The early response to Boehner from top Democratic aides was akin to shoulder shrugging. Lawmakers would not return to Washington either to merge the respective bills of each chamber or vote on the House version, one aide said. On Monday morning, meanwhile, White House Communications Director Dan Pfeiffer called it "inconceivable" that House Republicans couldn't simply whip the 40 votes needed to pass the Senate's version, especially after 39 Senate Republicans voted for it on Saturday.

Boehner dismissed the idea he was ever on board with a two-month extension, despite Senate Majority Leader Harry Reid (D-Nev.) saying Sunday Boehner told him last week to cut a deal with Senate Minority Leader Mitch McConnell (R-Ky.), at which point Boehner would build support for it in the House.

"We expressed our reservations about what the Senate was doing," Boehner said of his talks with Senate leaders. "I made perfectly clear to Sen.

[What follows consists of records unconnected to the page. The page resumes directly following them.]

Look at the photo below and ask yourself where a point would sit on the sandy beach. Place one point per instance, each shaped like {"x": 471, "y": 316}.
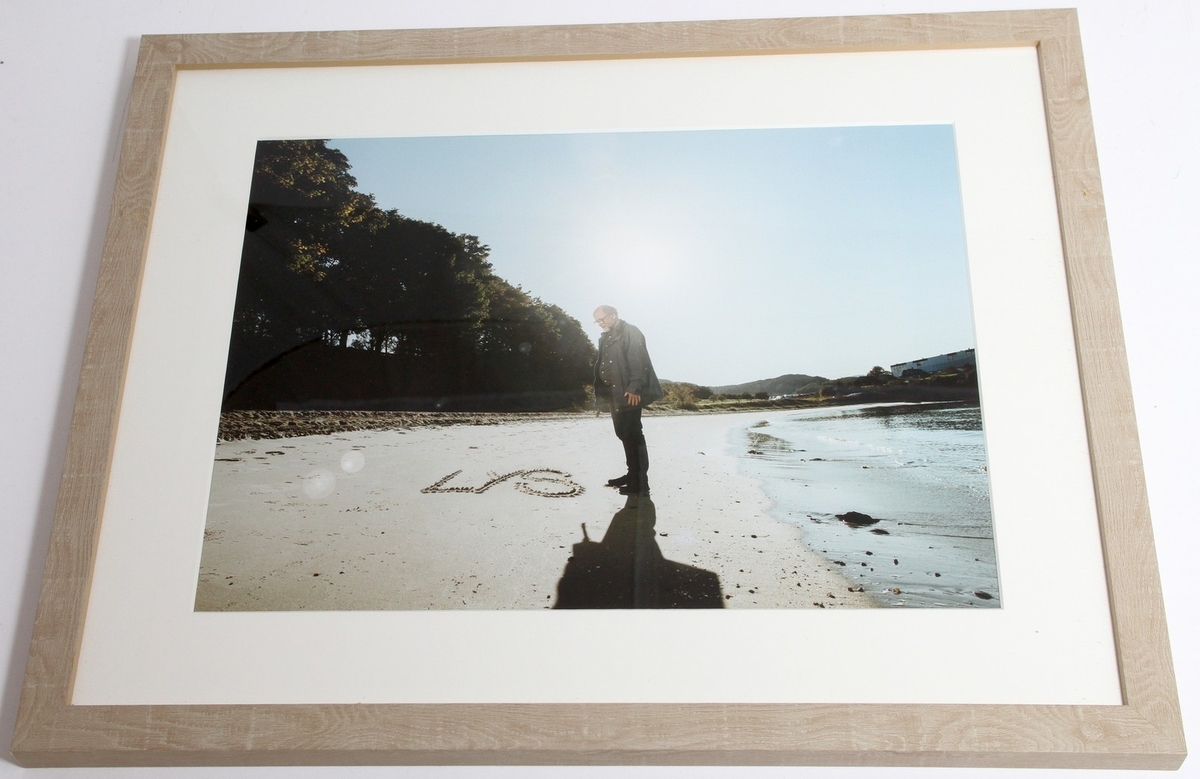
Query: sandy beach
{"x": 502, "y": 513}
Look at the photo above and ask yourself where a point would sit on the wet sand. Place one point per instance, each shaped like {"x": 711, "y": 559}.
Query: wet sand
{"x": 495, "y": 513}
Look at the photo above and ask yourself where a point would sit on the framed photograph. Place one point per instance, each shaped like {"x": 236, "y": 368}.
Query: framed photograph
{"x": 336, "y": 483}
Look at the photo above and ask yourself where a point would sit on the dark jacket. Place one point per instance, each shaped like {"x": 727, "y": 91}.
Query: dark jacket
{"x": 630, "y": 366}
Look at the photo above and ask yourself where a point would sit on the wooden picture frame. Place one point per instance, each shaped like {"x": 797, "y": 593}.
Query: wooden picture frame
{"x": 1143, "y": 732}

Reid and Sen. McConnell sometime mid-last week that I would not enter into negotiations with them until the Senate produced a bill. The Senate produced a bill; we expressed our reservations."

Top House GOP aides, meanwhile, suggested that even if they tried to get the 40 votes needed for the two month extension, they wouldn't succeed.

"Why would we ask members to do something that is bad policy that we do not agree with?" said one top GOP leadership aide. "Why settle for bad legislation when there is an alternative? The stated goal for the president, for Harry Reid and for House Republicans is a year-long extension. There is no excuse to be on vacation for 2 weeks until we exhaust every option to achieve that goal."

Hoping to frame his move as a normal turn in legislation-crafting, Boehner said on Monday that he didn't think the House and Senate were too far apart to craft a deal. The House previously passed a yearlong payroll tax cut plan and Boehner called that plan "a reasonable bill" that should be discussed in conference.

But that bill passed the House along party lines and is loaded with "poison pills" that virtually ensure no Democratic support, specifically regarding how it would be paid for. Indeed, the reason Senate leaders signed off on a two-month extension in the first place was because they couldn't find ways to cover the cost of a bill that went longer.